Update. Pure Storage says it is buying Portworx. 16 September 2020.
By acquiring Portworx, Pure is obtaining one of the leading container storage storage suppliers and improve its ability to supply storage to enterprises who have adopted Kubernetes. It says it will be able to provide Kubernetes data services that run on any cloud, any storage, and any infrastructure.
Pure’s chairman and CEO Charles Giancarlo issued a quote: “We are thrilled to have the Portworx team and their groundbreaking technology joining us at Pure to expand our success in delivering multi-cloud data services for Kubernetes.” It is Pure’s largest acquisition to date.

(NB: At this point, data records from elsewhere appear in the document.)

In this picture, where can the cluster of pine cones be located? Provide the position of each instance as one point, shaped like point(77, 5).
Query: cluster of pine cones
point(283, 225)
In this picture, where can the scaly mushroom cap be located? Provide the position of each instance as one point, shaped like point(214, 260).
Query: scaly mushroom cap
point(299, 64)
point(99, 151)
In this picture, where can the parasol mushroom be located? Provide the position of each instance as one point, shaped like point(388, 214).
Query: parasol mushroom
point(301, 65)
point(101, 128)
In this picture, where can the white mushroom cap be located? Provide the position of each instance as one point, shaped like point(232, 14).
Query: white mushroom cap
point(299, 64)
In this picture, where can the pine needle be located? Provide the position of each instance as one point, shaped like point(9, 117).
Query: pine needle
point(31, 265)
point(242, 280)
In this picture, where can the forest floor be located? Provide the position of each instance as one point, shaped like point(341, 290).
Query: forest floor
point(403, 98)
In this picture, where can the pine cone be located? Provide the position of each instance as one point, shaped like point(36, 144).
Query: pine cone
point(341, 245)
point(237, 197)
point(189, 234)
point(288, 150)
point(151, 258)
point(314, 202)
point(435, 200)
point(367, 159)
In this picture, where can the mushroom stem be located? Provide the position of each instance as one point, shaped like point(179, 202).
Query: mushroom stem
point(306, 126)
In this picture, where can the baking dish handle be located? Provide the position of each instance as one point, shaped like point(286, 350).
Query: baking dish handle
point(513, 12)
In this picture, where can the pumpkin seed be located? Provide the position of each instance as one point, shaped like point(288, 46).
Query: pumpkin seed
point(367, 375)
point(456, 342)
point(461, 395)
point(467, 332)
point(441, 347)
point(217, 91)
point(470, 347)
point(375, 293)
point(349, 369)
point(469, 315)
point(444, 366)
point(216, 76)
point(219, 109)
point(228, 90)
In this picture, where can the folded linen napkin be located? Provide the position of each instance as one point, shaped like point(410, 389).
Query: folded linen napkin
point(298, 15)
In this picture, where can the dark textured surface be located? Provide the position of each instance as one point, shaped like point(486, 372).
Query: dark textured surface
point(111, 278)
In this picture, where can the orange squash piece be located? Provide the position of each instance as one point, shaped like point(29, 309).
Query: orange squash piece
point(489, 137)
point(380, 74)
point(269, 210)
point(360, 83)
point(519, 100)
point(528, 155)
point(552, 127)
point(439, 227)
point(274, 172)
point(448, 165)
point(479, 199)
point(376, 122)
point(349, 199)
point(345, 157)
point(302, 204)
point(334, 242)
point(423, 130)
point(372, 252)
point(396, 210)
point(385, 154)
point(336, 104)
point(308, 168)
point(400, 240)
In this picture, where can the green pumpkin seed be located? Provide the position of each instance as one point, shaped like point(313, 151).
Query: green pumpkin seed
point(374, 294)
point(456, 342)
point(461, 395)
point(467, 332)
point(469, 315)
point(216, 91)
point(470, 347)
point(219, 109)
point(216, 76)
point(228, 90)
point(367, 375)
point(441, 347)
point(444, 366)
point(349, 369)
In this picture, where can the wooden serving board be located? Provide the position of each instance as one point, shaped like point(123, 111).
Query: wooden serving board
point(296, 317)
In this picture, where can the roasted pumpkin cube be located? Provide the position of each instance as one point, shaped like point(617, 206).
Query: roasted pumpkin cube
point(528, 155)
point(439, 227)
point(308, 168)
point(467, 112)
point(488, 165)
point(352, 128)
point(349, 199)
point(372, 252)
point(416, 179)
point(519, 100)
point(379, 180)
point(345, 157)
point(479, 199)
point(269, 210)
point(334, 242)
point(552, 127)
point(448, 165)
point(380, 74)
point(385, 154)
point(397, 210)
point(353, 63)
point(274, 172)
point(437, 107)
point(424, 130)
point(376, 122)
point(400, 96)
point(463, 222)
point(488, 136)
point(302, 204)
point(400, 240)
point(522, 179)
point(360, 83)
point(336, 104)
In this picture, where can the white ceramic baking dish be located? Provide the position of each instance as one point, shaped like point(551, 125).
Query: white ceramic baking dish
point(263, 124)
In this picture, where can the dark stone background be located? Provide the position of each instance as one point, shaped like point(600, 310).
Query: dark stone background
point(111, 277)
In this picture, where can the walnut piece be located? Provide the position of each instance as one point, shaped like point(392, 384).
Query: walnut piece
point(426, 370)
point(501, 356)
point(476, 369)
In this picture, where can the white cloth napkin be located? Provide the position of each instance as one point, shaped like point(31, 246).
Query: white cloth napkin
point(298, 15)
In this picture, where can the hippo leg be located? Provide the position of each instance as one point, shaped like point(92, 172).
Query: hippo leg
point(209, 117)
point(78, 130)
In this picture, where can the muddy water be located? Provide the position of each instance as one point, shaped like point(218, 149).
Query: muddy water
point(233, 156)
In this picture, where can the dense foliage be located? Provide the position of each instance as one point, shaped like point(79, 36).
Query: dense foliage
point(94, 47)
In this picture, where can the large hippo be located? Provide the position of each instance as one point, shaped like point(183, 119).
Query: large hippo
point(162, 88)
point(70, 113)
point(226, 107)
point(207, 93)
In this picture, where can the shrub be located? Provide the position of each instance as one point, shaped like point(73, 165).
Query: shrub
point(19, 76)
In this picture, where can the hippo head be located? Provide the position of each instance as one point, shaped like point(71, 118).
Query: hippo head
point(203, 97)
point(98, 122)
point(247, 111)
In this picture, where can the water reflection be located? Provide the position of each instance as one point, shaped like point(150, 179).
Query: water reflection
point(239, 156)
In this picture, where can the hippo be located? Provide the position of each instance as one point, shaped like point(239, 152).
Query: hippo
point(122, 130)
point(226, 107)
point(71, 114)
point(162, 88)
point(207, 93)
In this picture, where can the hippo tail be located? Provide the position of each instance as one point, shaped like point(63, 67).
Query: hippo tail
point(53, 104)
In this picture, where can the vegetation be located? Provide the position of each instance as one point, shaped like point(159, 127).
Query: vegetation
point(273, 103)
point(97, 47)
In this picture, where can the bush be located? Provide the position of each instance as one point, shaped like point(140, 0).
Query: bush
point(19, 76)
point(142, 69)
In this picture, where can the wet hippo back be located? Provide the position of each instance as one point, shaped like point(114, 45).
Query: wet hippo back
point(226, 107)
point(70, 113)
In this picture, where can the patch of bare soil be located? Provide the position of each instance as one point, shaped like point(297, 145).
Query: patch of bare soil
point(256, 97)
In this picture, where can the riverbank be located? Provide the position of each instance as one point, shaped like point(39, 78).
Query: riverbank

Murli Thirumale, Portworx CEO and co-founder, said: “The traction and growth we see in our business daily shows that containers and Kubernetes are fundamental to the next-generation application architecture and thus competitiveness. We are excited for the accelerated growth and customer impact we will be able to achieve as a part of Pure.”
Last month Blocks and Files asked Pure international CTO Alex McMullan about the company’s intentions towards Portworx. “We’re always looking to explore ways of growing our business,” he replied, “but right now I can’t confirm anything specific.”
Portworx supplies container storage software, which includes backup and restore features. The company was founded in 2015 by Murli Thirumale and CTO Gou Rao, who previously set up deduplication startup Ocarina and sold it to Dell in 2010.
To date, Portworx has bagged $55.5m in three funding rounds, including $27m last year. There are around 100 employees. Sales grew 500 per cent from an undisclosed number in 2016 to 2017 and 100 per cent from 2018 to 2019. The company claims its Q2 2020 performance was a record.
All-flash array vendor Pure supplies on-premises FlashArray block, FlashBlade for file and object storage, and has a Cloud Block Store offering for public clouds. Pure has supported container storage since 2018 with the Pure Storage Orchestrator (PSO). This receives storage provisioning requests and responds in real time, setting up paths between containers and the back-end Pure arrays.
Pure says that, by combining Portworx container data services with Pure’s data platforms and PSO software, Pure will provide a comprehensive suite of data services that can be deployed in-cloud, on bare metal, or on enterprise arrays, all natively orchestrated in Kubernetes.
In April, Pure teamed up with Kasten to integrate its storage arrays with Kasten’s containerised app backup.